Build local AI agents on Windows to securely run on-device assistants and double inference performance
Want to build local AI agents on Windows securely? Use Microsoft eXecution Containers with NVIDIA OpenShell to sandbox actions, then run fast models on RTX GPUs with llama.cpp or vLLM. Add multi-GPU scaling, Windows AI APIs, and tools like NemoClaw and Hermes to deliver safe, quick, always-on assistants on your PC.

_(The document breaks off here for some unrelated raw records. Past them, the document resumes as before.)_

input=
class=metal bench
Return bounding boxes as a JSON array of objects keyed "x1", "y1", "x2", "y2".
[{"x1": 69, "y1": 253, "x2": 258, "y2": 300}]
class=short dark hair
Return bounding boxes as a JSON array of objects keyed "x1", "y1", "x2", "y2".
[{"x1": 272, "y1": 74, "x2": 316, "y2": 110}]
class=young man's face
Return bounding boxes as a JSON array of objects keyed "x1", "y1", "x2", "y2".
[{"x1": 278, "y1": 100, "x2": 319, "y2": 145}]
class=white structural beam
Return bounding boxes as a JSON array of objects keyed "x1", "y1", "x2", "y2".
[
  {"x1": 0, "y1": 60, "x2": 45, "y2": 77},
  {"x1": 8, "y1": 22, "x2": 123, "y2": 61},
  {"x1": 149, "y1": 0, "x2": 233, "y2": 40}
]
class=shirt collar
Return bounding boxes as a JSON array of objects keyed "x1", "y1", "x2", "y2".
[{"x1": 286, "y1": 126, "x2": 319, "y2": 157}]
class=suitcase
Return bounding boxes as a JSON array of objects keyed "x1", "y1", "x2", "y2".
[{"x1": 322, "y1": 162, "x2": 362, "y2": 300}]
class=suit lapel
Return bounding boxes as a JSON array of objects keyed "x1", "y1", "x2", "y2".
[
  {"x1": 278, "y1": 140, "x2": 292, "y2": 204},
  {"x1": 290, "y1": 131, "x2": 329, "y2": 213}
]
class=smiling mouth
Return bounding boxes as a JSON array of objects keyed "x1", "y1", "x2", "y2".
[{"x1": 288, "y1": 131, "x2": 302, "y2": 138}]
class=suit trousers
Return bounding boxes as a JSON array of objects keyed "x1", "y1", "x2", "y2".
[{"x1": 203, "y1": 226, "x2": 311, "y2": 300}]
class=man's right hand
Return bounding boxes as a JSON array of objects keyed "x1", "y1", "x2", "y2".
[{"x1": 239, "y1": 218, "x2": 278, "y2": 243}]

AI agents are moving from cloud demos to daily desktop tools. New work from Microsoft and NVIDIA makes it easier to set up, secure, and speed up agents on Windows PCs. You can isolate agent actions, boost inference speed, and scale across two GPUs—all without leaving your main workflow.
Secure the agent first: isolation, identity, and policy
Microsoft eXecution Containers (MXC)
MXC gives each agent a safety box. It sets identity and policy. It limits file access and code execution so an agent cannot touch your whole system. This helps stop prompt injection and data leaks when agents read email, edit files, or use apps.
NVIDIA OpenShell on Windows
OpenShell uses MXC and adds policy tools, inference routing, and PII obfuscation. It packages the hard parts so you can deploy always-on agents with clear guardrails. OpenClaw and Hermes Agent plan to use this stack to harden their Windows security.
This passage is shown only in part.